Complex behavior is not the same as self-directed behavior. A chess engine can crush a grandmaster without wanting anything, and a browser agent can complete a task without maintaining a durable sense of what it is, what it can do, or why this task matters beyond the current instruction.
They can call tools, follow steps, and complete useful tasks, but their goals, roles, limits, and update cycles still mostly come from humans. The paper’s core idea is to separate "agentic AI" from "agentive AI", where agentic means it looks autonomous and agentive means its agency comes from inside the system.
The authors propose the Goal-Identity-Configurator model, where an AI keeps long-term goals, updates its sense of itself, predicts possible outcomes, decides how much to think, and learns from real and simulated experience. They do not mainly test a finished system, but build an argument and architecture for what real machine agency would require.
🗞️ "How Much Do LLMs Hallucinate in Document Q&A Scenarios? A 172-Billion-Token Study Across Temperatures, Context Lengths, and Hardware Platforms"
This study tests how often LLMs invent answers when they should rely only on supplied documents.
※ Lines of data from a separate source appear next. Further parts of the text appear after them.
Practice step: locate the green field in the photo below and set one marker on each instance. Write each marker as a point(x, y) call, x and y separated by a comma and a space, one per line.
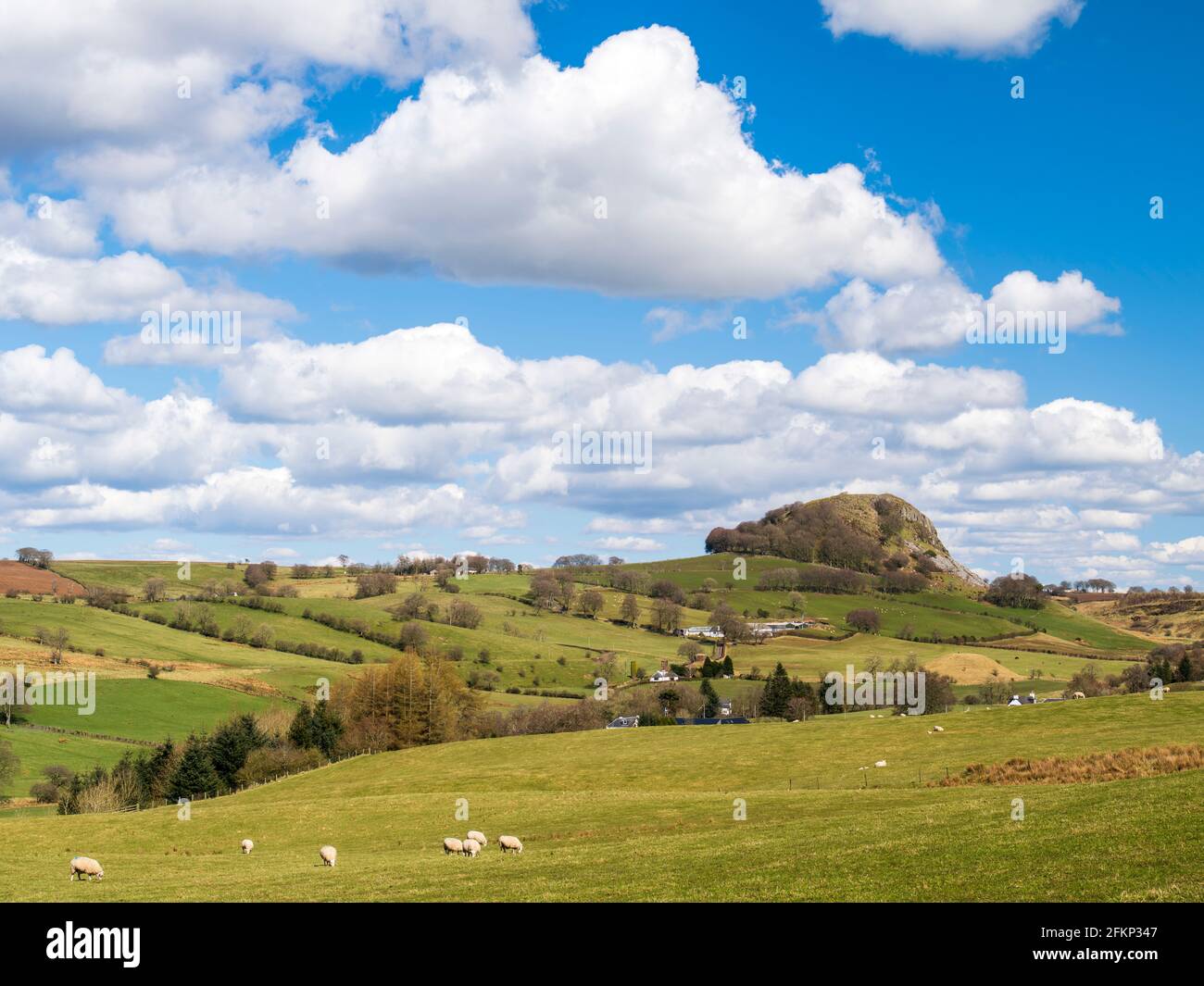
point(140, 708)
point(36, 749)
point(947, 614)
point(127, 637)
point(649, 814)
The problem is that companies often use LLMs to answer questions from documents and they assume document-based LLM systems are safer because the model is given source material. This study shows that no model fully avoided fabrication, because even the best model made up answers 1.19% of the time at 32K context.
For strong models, a more normal best-case rate was around 5% to 7%, while the middle model fabricated about 25% of answers to questions about facts that did not exist. Longer context made the problem much worse, and at 200K context every tested model fabricated at least 10% of the time.
Shows that hallucination is not just a failure to retrieve the right sentence. A model can be good at finding real facts and still be too willing to answer when the requested fact is absent.
🗞️ UBS says 60% of companies now watching AI budgets are moving to cheaper models and open-source Chinese models
The pressure is coming from extreme bills, including users spending up to $35K/month, teams exceeding quotas by 200%, and companies cutting internal AI tools from 5 to 2.
Companies are not abandoning AI, they are using model routing, which sends easy tasks to cheaper models and saves premium models for hard reasoning, code, and long-context work. Chinese open-source models such as Qwen, DeepSeek, MiniMax, GLM, and Kimi now fit the enterprise cost curve because they can be run locally or used through cloud catalogs.
That’s a wrap for today, see you all tomorrow.